There are plenty of laptops that are adequate for gaming, but there's no getting around the amount of heat generated by running a new game at a high framerate and resolution. You can't have the cake and eat it. If you want to play games and still keep the computer lukewarm, get a desktop. If you want to play games on a razor thin laptop, you'll have to accept the fact that you can fry eggs on it. If you want neither a desktop nor a hot computer, but still want to play cutting edge games, get a bulky laptop that's built to handle that kind of heat.
 
64 bytes was never a lot of RAM, not even in the 1950's. ;)
I did get into computers back when 64 kilobytes was quite a lot of RAM, though.

No laptop has ever run circles around the cutting edge desktop machine of any given day and age. They're always lagging one step behind due to the inherent bottlenecks and limitations that come with compact size. The closest they ever got was with Intel's Centrino breakthrough back in the early 2000's (the grandfather of the CoreDuo family). The Centrino shuffled data a lot more effectively than the Pentium 4 did. But once Intel started building desktop processors based on Centrino/Pentium M technology, desktops blew laptops away again.

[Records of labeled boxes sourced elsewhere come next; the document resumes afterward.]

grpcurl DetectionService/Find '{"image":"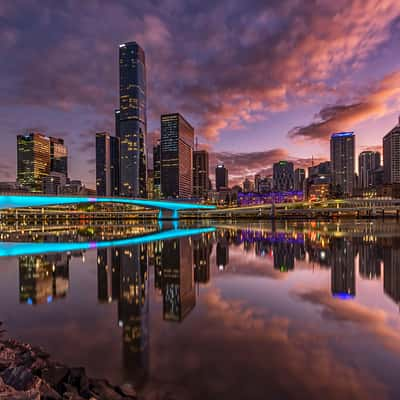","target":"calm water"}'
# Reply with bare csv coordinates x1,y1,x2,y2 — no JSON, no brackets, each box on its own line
0,221,400,399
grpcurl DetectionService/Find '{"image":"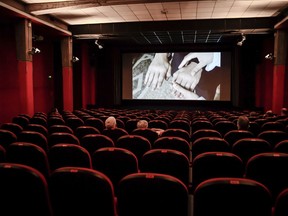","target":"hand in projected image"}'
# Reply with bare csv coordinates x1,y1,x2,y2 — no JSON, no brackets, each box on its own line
178,52,220,76
172,62,202,90
144,53,171,90
172,83,205,100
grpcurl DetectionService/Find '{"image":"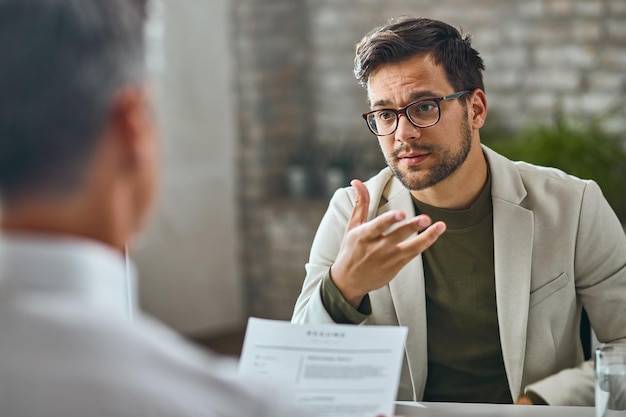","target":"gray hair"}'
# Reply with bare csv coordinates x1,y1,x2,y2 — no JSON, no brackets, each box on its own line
0,0,146,206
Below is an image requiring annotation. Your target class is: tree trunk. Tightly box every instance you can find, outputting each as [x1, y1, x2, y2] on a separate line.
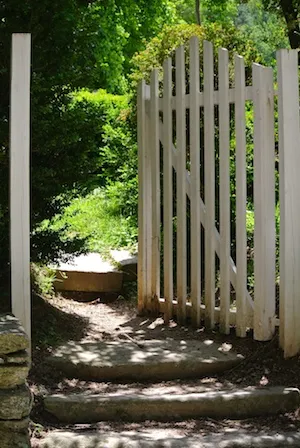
[280, 0, 300, 49]
[195, 0, 201, 25]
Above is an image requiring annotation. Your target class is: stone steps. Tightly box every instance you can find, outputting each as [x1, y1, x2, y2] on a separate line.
[40, 430, 300, 448]
[48, 340, 243, 382]
[44, 387, 300, 424]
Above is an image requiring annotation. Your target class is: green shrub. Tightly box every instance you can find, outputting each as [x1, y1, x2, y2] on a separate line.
[44, 189, 137, 255]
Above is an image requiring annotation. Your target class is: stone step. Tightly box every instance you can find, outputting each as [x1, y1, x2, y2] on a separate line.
[48, 340, 243, 382]
[39, 431, 300, 448]
[44, 387, 300, 423]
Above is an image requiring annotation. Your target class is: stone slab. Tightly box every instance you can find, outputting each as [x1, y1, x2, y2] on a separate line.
[44, 387, 300, 423]
[0, 314, 29, 355]
[54, 270, 123, 292]
[48, 340, 243, 381]
[0, 431, 31, 448]
[0, 350, 30, 366]
[0, 417, 30, 434]
[0, 385, 32, 420]
[40, 429, 300, 448]
[0, 364, 29, 389]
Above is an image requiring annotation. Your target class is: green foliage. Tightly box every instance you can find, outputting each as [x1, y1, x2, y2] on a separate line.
[235, 0, 289, 65]
[0, 0, 180, 267]
[48, 189, 137, 253]
[131, 23, 262, 87]
[30, 263, 56, 296]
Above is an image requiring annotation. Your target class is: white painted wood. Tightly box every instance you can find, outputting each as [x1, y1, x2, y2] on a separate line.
[144, 84, 155, 310]
[137, 80, 149, 313]
[190, 37, 201, 327]
[203, 41, 216, 328]
[159, 298, 254, 328]
[176, 45, 187, 324]
[234, 55, 247, 337]
[158, 86, 258, 111]
[159, 121, 254, 320]
[277, 50, 300, 357]
[253, 64, 275, 341]
[10, 34, 31, 344]
[163, 58, 173, 323]
[218, 48, 230, 334]
[149, 69, 160, 311]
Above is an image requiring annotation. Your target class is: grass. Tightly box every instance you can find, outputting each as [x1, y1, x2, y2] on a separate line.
[48, 189, 137, 255]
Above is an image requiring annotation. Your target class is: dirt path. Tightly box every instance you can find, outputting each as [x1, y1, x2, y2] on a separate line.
[29, 296, 300, 447]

There are plenty of laptops that are adequate for gaming, but there's no getting around the amount of heat generated by running a new game at a high framerate and resolution. You can't have the cake and eat it. If you want to play games and still keep the computer lukewarm, get a desktop. If you want to play games on a razor thin laptop, you'll have to accept the fact that you can fry eggs on it. If you want neither a desktop nor a hot computer, but still want to play cutting edge games, get a bulky laptop that's built to handle that kind of heat.
Holy shittlebums! Can we say BURN!!!!!!